LexisNexis Webinars produced on 30 January a session on recent developments in financial procedure. The experienced family lawyer David Hodson, together with Michael Allum, both partners in the International Family Law Group, took a detailed look at where the law is going.
‘Where are we and what is the law that we have got?’ Hodson asked the viewers.
The starting point is the Matrimonial Causes Act 1973, from where the law has evolved in a rather complex and sophisticated legal framework. In these cases, an important central question has been, historically; what does fairness mean? It is vital for any matrimonial proceedings.
Fairness has evolved over the years. The standard was initially ‘reasonable needs’, meaning that, for example, a very wealthy husband only needs to provide his divorcee wife her ‘reasonable needs.’
One case they discussed was XW v XH  Fam Law 1317, which also dealt with special contribution with the following guidance from Work v Gray  EWCA 270. A few elements stood out here, such as a wholly exceptional characteristics or circumstances which would obviously be inconsistent with the objective of achieving fairness in favour of equality.
Also, exceptional earnings are to be regarded as a factor only when it would be inequitable to proceed with equality of division, Hodson explained, adding that only if such a disparity in the respective contributions to the welfare of the family that it will be inequitable to disregard should this be taken into account determining division.
Furthermore, it is important to avoid discrimination against the home-maker, this case decided, as the court must look at the nature of the contribution, and to determine whether it derives from an exception and individual quality to independently establish such a quality.

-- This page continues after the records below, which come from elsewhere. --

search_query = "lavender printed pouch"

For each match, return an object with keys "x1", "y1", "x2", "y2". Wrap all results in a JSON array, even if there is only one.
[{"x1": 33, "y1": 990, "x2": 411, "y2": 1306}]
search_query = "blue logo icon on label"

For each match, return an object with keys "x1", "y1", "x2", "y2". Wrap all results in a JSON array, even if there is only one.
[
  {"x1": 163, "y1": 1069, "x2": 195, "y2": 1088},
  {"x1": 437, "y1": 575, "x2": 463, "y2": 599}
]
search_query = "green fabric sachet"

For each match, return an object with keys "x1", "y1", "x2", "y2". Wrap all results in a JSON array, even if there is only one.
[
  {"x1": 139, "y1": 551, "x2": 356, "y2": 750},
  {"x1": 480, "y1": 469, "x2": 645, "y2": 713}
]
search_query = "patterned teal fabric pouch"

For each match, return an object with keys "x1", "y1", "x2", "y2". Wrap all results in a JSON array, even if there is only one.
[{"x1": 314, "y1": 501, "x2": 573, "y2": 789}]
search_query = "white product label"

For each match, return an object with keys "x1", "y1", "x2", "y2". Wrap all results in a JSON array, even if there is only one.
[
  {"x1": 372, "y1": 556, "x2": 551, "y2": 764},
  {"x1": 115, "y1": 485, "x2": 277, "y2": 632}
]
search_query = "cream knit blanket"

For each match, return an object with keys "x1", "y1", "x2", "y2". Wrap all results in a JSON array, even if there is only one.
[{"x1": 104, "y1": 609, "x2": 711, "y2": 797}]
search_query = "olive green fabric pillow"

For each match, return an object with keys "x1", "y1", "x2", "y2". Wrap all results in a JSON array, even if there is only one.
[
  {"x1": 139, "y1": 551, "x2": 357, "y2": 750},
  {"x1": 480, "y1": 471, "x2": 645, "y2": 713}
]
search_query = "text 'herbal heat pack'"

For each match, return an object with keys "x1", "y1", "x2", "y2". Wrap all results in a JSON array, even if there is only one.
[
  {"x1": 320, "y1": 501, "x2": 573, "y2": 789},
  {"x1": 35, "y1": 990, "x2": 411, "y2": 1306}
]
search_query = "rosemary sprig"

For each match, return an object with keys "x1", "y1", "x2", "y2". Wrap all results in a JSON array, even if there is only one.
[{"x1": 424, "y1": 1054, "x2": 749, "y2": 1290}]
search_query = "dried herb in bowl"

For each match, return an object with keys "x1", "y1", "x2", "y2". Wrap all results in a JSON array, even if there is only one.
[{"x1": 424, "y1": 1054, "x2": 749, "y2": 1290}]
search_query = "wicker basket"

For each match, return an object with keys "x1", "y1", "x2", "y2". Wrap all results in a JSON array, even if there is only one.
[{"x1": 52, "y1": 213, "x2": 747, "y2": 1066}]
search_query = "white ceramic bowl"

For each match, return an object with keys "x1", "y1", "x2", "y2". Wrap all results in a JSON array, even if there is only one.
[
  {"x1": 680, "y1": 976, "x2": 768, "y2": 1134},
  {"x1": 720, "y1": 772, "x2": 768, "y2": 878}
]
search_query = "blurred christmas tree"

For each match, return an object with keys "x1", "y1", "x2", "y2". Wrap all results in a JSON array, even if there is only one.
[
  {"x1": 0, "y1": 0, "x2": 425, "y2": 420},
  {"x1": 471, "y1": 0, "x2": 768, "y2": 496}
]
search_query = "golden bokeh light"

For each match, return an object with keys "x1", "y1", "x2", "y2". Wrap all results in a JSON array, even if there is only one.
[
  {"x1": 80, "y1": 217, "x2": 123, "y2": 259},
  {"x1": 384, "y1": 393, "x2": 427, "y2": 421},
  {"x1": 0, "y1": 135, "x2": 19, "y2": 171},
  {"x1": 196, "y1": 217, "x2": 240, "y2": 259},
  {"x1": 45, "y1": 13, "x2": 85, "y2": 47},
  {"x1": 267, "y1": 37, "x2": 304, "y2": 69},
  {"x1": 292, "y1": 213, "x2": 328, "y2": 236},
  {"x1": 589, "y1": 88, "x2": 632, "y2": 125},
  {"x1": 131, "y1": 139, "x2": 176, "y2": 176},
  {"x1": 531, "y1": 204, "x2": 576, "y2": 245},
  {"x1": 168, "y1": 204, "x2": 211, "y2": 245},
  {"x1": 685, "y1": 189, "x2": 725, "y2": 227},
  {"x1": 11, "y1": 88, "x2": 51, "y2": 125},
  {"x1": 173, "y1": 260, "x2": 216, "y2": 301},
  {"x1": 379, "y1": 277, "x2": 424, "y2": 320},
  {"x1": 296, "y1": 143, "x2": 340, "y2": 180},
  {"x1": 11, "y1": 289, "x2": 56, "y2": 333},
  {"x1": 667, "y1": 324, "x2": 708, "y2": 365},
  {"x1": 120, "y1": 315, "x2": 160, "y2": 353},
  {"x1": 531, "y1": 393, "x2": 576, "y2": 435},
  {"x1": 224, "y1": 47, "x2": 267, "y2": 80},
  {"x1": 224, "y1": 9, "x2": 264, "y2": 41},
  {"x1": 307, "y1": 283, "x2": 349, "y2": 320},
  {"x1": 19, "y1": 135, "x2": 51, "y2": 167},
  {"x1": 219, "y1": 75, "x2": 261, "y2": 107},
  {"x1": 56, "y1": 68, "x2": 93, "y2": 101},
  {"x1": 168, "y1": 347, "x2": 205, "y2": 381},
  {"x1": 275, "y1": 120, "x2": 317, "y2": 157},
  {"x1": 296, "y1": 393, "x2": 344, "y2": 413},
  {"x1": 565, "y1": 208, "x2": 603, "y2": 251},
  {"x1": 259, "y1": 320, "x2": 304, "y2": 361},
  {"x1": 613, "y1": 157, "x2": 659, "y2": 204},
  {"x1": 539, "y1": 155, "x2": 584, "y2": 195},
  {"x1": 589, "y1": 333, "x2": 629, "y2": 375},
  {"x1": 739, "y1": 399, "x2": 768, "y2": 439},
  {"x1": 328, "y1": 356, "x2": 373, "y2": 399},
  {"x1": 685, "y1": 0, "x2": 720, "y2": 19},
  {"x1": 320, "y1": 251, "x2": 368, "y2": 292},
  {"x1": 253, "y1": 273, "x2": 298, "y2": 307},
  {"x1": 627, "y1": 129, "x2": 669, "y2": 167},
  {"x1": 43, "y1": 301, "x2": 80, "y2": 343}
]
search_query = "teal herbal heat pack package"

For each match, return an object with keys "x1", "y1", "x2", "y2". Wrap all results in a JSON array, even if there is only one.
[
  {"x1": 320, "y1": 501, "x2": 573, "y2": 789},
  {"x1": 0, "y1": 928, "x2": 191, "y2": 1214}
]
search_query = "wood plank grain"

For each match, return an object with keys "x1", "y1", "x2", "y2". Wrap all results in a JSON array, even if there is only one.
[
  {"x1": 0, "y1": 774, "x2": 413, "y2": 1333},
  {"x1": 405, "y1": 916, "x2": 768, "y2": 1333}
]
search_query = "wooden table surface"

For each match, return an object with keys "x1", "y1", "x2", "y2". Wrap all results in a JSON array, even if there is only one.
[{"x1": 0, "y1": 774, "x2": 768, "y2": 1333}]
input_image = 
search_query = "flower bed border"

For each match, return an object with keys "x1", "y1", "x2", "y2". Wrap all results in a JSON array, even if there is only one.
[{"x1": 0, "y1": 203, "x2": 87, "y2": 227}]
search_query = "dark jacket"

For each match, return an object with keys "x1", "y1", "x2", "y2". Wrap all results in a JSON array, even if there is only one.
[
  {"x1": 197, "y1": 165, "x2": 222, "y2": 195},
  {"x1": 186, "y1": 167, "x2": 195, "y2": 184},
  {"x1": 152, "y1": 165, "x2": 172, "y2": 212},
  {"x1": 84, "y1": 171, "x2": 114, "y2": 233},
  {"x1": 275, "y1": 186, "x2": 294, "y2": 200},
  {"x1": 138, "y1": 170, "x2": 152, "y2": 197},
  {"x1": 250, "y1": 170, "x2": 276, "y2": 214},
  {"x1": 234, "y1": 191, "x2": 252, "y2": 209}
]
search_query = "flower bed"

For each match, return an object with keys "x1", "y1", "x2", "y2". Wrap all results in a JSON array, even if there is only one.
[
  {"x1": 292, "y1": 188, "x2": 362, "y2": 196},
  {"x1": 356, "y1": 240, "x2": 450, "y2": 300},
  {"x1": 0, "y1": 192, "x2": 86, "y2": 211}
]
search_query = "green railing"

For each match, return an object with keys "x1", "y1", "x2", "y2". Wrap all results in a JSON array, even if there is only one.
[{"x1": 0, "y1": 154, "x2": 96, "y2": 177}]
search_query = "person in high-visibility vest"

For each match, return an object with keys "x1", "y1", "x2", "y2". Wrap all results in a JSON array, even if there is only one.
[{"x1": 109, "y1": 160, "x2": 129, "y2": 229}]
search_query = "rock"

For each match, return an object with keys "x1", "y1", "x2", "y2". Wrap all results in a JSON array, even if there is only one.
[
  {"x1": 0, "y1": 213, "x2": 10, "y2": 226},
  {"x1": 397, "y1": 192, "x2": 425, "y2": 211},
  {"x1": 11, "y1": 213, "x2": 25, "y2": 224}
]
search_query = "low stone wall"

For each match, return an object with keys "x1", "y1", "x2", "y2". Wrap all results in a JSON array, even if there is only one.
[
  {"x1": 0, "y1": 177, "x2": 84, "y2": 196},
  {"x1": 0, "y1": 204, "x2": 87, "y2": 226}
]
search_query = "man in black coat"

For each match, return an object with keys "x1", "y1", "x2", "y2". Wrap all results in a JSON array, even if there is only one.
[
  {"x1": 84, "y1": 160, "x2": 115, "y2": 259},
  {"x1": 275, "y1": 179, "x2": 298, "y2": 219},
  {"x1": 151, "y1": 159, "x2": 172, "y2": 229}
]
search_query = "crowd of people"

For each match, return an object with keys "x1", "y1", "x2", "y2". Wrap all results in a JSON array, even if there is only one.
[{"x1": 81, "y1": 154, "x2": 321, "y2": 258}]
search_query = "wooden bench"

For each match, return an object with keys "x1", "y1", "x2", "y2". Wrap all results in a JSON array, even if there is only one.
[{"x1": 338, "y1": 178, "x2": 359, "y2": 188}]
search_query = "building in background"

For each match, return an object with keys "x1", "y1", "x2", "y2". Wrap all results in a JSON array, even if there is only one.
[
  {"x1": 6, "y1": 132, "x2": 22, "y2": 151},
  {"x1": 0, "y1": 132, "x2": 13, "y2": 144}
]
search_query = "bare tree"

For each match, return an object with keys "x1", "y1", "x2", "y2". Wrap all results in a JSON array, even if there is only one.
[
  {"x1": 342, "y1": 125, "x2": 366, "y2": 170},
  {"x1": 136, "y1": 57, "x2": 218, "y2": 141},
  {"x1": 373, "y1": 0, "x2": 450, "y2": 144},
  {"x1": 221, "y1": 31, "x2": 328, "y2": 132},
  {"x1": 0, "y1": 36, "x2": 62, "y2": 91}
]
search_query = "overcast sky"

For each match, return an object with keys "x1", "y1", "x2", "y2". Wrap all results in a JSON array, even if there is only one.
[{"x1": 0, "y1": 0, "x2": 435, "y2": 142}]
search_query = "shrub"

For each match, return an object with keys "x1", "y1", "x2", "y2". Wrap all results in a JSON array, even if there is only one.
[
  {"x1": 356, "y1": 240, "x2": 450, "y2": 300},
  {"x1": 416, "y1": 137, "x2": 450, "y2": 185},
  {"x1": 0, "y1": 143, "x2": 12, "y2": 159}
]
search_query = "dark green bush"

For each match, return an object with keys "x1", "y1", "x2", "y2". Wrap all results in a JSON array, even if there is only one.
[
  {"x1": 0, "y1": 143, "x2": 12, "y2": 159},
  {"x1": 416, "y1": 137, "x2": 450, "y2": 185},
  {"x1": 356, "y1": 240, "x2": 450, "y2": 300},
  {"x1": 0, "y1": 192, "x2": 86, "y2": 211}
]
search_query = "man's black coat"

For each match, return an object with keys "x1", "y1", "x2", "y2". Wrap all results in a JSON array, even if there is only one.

Allum also touched on Chai v Peng  EWHC 792 (Fam), as well as the recent ruling in Martin v Martin  EWCA 2866. On the question of special contribution, Mr Justice Mostyn said in that particular case that making £145 million did not meet the standard of rarity needed to justify an unequal division of the product of the matrimonial partnership.
Often, the problem in valuation cases is working out what was the value of the commencement of the relationship. It may be decades earlier and there may have been no valuation in existence at the time.